Arthur Wellesley, while Prime Minister of the United Kingdom of Great Britain and Ireland, met the Earl of Winchilsea in a duel on Battersea Common in March 1829. Their argument centred on Wellington’s support for Catholic Emancipation, in the course of which political debate the Earl insulted the Duke. Honour dictated a duel be fought. Duels were distinguished by the set of rules which governed them - the 26 commandments.
The Code Duello was formally laid out in the summer of 1777 in Clonmel, Co. Tipperary at a meeting of the Assizes, by a group of gentlemen collaborators. This Irish code was adopted worldwide. Thus, according to the code, an insult paid was a challenge earned and from there the duellists or principals delegated their seconds (a trusted representative) to deal with the minutiae as the Code Duello dictated. The place, usually an open area without trees or other structures which might help in setting aim, the number of paces the duellists would stand apart, the time and date were all agreed between the seconds. Spectators assembled and doctors at the ready, the seconds final duty was to inspect the weapons. The quantities and dryness of the powder established, the guns were loaded, the duellists paced, turned and fired. Deaths were a common occurrence and prosecutions rare. After all, it was a gentleman’s agreement.
Wellington was not alone as a man of prominence in fighting a duel. Daniel O’Connell, the architect of Catholic Emancipation had himself fought a duel, with a deadly result. O’Connell, the great orator and populist, accused the corporation of Dublin of being ‘beggarly’. A mild insult in today’s political arena, it was seized upon by one Captain D’Esterre, a corporation member and the challenge issued. They met 13 miles from the city in February 1815. The hothead D’Esterre missed, but was wounded in the thigh by O’Connell and died a few days later. O’Connell, loathed by the ruling establishment, was not prosecuted.

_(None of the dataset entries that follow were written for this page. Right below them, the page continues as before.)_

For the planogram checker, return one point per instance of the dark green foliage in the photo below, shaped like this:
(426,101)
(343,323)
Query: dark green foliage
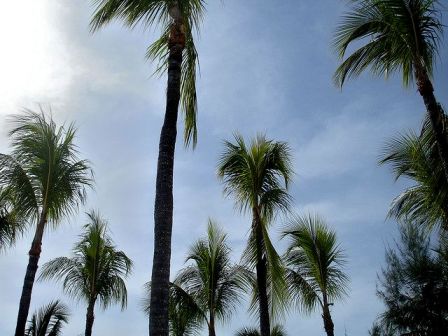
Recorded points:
(415,157)
(49,320)
(414,286)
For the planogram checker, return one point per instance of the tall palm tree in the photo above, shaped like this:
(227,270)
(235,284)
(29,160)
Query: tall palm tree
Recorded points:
(416,157)
(257,176)
(176,53)
(277,330)
(48,182)
(96,270)
(396,35)
(49,320)
(315,262)
(209,289)
(11,224)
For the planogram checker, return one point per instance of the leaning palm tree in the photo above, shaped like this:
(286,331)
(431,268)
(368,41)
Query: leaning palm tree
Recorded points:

Across the Atlantic, in the newly independent United States of America, the Irish Code Duello ruled the deadly encounter between the serving vice president, Aaron Burr and the First Secretary of the Treasury, Alexander Hamilton. The long time protagonists met at dawn in July 1804 and two shots were fired. Hamilton fell and died the next day. Burr returned to work, completing his term as vice president.
Duelling was outlawed in Britain in the mid nineteenth century, though the time honoured method of settling gentlemanly disputes was not unknown after that. As to the Duke and the Earl - despite his military credentials, Wellington was a bad shot and missed. Winchilsea kept his arm down, never firing at all.